Native host: The token is stored at /var/lib/gatelet/admin.token, owned by the Gatelet service user (mode 600). Reading requires sudo.

Docker: The token is stored on the host at /usr/local/etc/gatelet/secrets/ with root-only permissions, then seeded into a Docker volume:

volumes:
- gatelet-secrets:/run/secrets/gatelet:ro
environment:
- GATELET_ADMIN_TOKEN_FILE=/run/secrets/gatelet/admin-token

When Gatelet runs behind a reverse proxy (e.g., nginx, Caddy, Cloudflare Tunnel), set this to any value to trust the X-Forwarded-For header for client IP extraction. Without it, rate limiting sees the proxy’s IP for all requests, which means a single attacker can lock out all users — or a single proxy IP hits the limit for everyone.

environment:
- GATELET_TRUST_PROXY=1

Only enable this when Gatelet is actually behind a trusted reverse proxy. If enabled without a proxy, clients can spoof their IP via the X-Forwarded-For header to bypass rate limiting.

OAuth client credentials can be configured in two ways:

Gatelet ships with built-in OAuth client IDs for Google and Microsoft. These work out of the box but show an “unverified app” warning during sign-in. Google uses an “installed app” OAuth flow where the client secret is non-confidential by design. Microsoft uses PKCE (no client secret required).

Register your own OAuth app with Google or Microsoft for a seamless sign-in experience. See the Custom OAuth Apps guide for step-by-step instructions.

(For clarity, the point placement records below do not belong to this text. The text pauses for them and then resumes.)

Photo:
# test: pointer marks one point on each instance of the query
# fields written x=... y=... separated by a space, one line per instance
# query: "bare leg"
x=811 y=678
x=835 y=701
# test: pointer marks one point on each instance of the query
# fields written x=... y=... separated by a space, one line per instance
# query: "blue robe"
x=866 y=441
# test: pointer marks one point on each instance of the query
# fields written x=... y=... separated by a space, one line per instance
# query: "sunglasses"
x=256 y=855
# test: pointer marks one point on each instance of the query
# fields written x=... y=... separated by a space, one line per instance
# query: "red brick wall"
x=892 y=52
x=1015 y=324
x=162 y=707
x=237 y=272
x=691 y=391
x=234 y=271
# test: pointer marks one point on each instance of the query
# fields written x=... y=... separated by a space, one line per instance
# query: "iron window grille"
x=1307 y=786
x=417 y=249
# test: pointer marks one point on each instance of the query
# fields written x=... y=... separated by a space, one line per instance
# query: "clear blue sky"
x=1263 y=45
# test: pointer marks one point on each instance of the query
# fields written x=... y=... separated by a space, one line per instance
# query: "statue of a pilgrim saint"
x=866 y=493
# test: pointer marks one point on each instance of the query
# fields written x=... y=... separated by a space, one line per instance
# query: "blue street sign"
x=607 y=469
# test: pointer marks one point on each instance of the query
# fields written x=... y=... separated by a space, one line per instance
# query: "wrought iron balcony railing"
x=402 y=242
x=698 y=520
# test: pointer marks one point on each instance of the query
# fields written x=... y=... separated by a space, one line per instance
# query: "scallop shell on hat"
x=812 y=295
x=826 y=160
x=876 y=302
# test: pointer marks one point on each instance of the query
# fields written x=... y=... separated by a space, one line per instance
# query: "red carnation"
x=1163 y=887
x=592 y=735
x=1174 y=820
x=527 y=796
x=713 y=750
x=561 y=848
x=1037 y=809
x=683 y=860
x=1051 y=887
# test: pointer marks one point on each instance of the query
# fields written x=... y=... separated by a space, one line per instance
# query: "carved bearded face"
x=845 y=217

Configure credentials in the admin dashboard under Settings > Integrations.

You can also set them via environment variables:

VariableProvider
GOOGLE_CLIENT_IDGoogle (Calendar + Gmail)
GOOGLE_CLIENT_SECRETGoogle (Calendar + Gmail)
MICROSOFT_CLIENT_IDMicrosoft (Outlook Calendar)
MICROSOFT_CLIENT_SECRETMicrosoft (Outlook Calendar) — optional, only needed for confidential client registrations

Dashboard-configured credentials take precedence over environment variables.

Native host deployment:

/var/lib/gatelet/ # mode 700, owned by _gatelet/gatelet
├── gatelet.db # SQLite database
├── admin.token # Admin token (mode 600)
└── gatelet.log # Service logs (macOS)

Docker deployment:

gatelet-data volume (/data inside container):
└── gatelet.db # SQLite database
gatelet-secrets volume (/run/secrets/gatelet, read-only):
└── admin-token # Admin token (seeded from host)

Local development (no Docker):

~/.gatelet/data/
├── gatelet.db # SQLite database
└── admin.token # Auto-generated admin token (0600)
TableContents
connectionsOAuth connections with encrypted credentials, policy YAML
api_keysHashed API keys (SHA-256)
audit_logTool call audit trail
settingsEncrypted global settings (OAuth credentials)

The admin server exposes a public (unauthenticated) health check:

GET http://localhost:4001/api/health

Returns {"status":"ok"}. Useful for monitoring and load balancer health checks.

Failed authentication attempts are rate-limited per IP:

  • Admin login: 10 failed attempts per minute per IP
  • API key auth (MCP): 10 failed attempts per minute per IP

The rate limiter tracks failures only — successful requests are not limited.